Anyway, nothing serious tonight. Nothing funny, either. So how about something practical? A few months ago on my message board, we got on the surprisingly-interesting topic of using baskets to organize the sundry crap that tends to always be floating around the house. My friend Rachel said that since buying a bunch of baskets for her household's sundry crap, she felt like her life had improved at least 10 percent. Our friend Dawn said she felt like a 10 percent improvement was pretty significant, and I realized she was right. Then I started thinking about the little things we've done around our house over the last year or so to organize and how those little percentages here and there really do add up and increase my general contentment. And then I thought well, hey...if someone had told me about these years ago, I would've done this stuff before. Maybe somebody else might be interested? Now, months later, I am finally getting around to writing the post. I am certain I'm not the only person to think of these, but perhaps they'll be new to somebody.

1. Baskets
Yep, baskets. Love them. Any size, any material, I love them. It's a good thing that we don't have a Container Store here. Things that we keep in baskets:   remotes, cords, and chargers for electronics; boxes and bags of tea and hot chocolate; bags of chocolate chips and other baking supplies that tend to slide around on the pantry shelf; various Nico toys and board books; washcloths in our linen closet; the zillion bottles of lotion I have somehow amassed.

2. Key hooks
I can't believe we lived in this house for more than three years before it finally occurred to me to buy and install a little rack upon which to hang our keys. It really should've occurred to me earlier, especially since we've had a small bathroom peg rack in the breakfast nook / mudroom for ages that we use to hang up Indy's leash, car harness, and extra collar.

3. Plastic storage tubs
I could max out a credit card buying these. I love them...looooooove them! I've been sorting all of Nico's outgrown clothes by size, and I use them at work to keep all of my program supplies organized. Boxes would work, too, but there's something much more satisfying about a nice, neat stack of identical Sterilite tubs.

4. Bowl caps
We live in an old house and our kitchen cabinets are long overdue for replacement. We won't be paying to redo the kitchen anytime soon, however, so something had to be done about the fine dust that constantly sifts down into the mixing bowls when the silverware drawer opens and closes. My parents have the same problem in their house, so I feel pretty certain that at least one or two other people do as well. One day I had an epiphany. I went to the store and bought a plastic shower cap with elastic edging. Once the bowls are nested, fit a shower cap over the top...no more dust!

5. Vinyl zip-up bags
You know those zip-up vinyl bags that you get when you buy bedding? Save them! My mom has used hers for years to store knitting yarn. I don't knit, but I always saved my bedding bags anyway. And lo, they have shown their worth. Nico's crib has a built-in drawer underneath which is the perfect size for storing his extra sheets and mattress pads (and when he was younger, his swaddlers and sleep sacks).
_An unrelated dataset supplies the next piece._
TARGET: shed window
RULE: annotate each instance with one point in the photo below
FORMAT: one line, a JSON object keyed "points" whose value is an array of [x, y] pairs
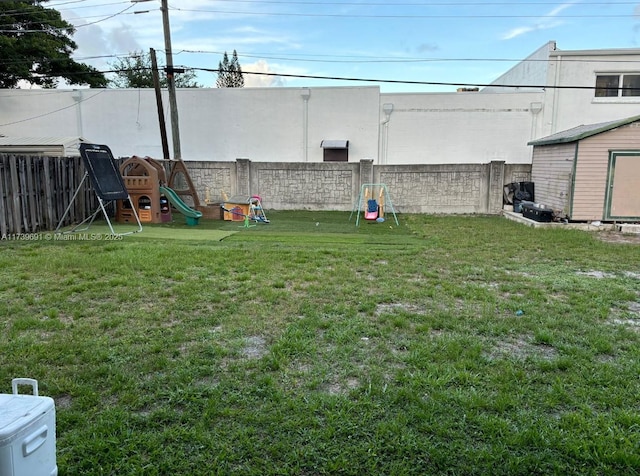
{"points": [[616, 85], [335, 150]]}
The problem is, no matter how often I clean his room, dust and dog hair end up kicking up into the drawer. Hence, the vinyl zip-up bags. I also have used some to store the oodles of tiny baby toys we ended up with, all the rattles and crinkle toys and chewable items that Nico has outgrown. I suppose you could use them for just about anything.

6. The crib sheet trick
Another message board friend gets all the credit for this one. When making the baby's bed, cover the mattress with a waterproof fitted pad and a fitted crib sheet, per usual. Then lay the largest flat waterproof baby pad you can find (we have the store-brand version of these) on top and cover that with a second fitted crib sheet. When the baby spits up or pees out of a diaper in the middle of the night, you can rip off the top sheet and pad and put him or her back to bed on the backup sheet. It's a pretty tight squeeze to get the second fitted sheet on, but this trick is worth it. I haven't tried it on a twin bed, but I suppose it might be possible.



There are probably more, but I can't think of them. Do you have any tricks for keeping your stuff from driving you crazy (or just generally simplifying your life)?